My final day in town, on the way to the airport, I made a last-minute decision – I was going to get a burger at Town Topic for the plane ride home. One thing led to another, and after a quick phone call to my husband, one burger became a sack of double cheeseburgers and a couple of orders of fries. Those burgers made the flight home, but just barely – I almost ate them all on the flight. As it stood, I did eat all the thin and crispy fries – those don’t travel, see, so I had no choice. Town Topic probably makes the best burgers of their kind I’ve ever eaten – the so-called “slider,” covered with caramelized onions and tangy garlic dills, held together with plenty of melted American cheese.
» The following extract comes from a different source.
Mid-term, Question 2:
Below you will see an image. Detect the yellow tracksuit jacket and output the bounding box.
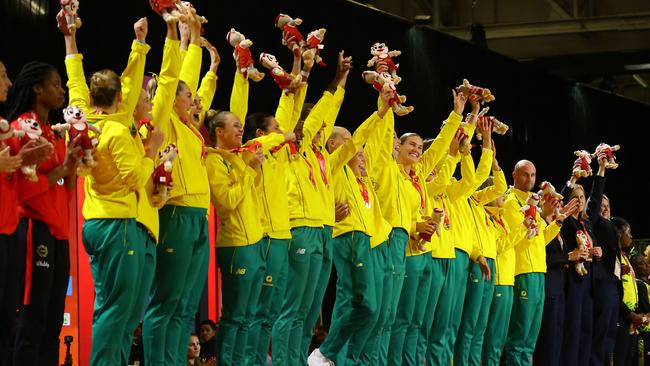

We talk about those little burgers kind of a lot. Once in a while, we make them at home. I try to remember the guy working the flattop at Town Topic, tossing on those small lumps of ground beef, smashing them flat, steaming the buns on top, pushing the onions back and forth across the flavorsome surface. We eat them while I tell Nat about the way the Nelson-Atkins sculpture garden looked in the fall, and the sweetbreads on Colby Garrelts’s menu at Bluestem, and the ruined empty Art Deco downtown of Kansas City, Kansas, and the Latino neighborhood out on Southwest Boulevard I don’t remember from my summer, and the endless wheat fields off to the west of town.
ps. Town Topic has pie.
Sliders, Town Topic-style
Grind your own beef. Seriously. We’ve been through the reasons why before -at best, the store-bought stuff is too finely ground and a little paste-like; at worst, it’s bits and scraps processed with things like ammonia. Grinding beef takes minutes and gives you quality control.
To really do it right, make your own dill pickles and slice them up for the sliders. This obviously requires a certain amount of planning, so just make the pickles for their own sake and not specifically for this dish, and just have them around. If you buy pickles to garnish your sliders, just make sure they’re the dill kind kind, not the sweet kind – sweet pickles will make this sandwich cloying and gross, given the sweetish white bun, the cheese, the ketchup, and the fried onion.
Serves about six, maybe four.
18 oz chuck, sirloin tip, or another well-exercised and slightly fatty cut of beef, ground as described here
12 slider buns (soft white or potato), split
one large yellow onion, peeled and sliced pole-to-pole
12 slices American cheese
2 dill pickles, sliced thinly (1/4″)
Divide the ground beef into 12 1.5 ounce lumps/balls, not too tightly packed. Set aside.
Heat a flattop or plancha, or a cast iron pan. When hot, place a knob of butter in the pan and add the onions. Season lightly with salt and fry, tossing from time to time, until golden brown. Set aside (you can slide them to a cool section of the flattop or remove to a container off the heat).
Add a little extra butter or vegetable oil to the flattop or pan and distribute evenly to grease. Add the beef about 4 inches apart and smash flat with a spatula. Season with salt.
When browned on the bottom side, flip over and add the onions. Place the buns, one atop the other, over the onion-topped burgers to steam slightly.
Remove the buns to serving plates. Place a slice of cheese on each burger and melt.
Place on buns and garnish with sliced house-made or other dill pickles. Serve two or three to a person with lots of ketchup and mustard.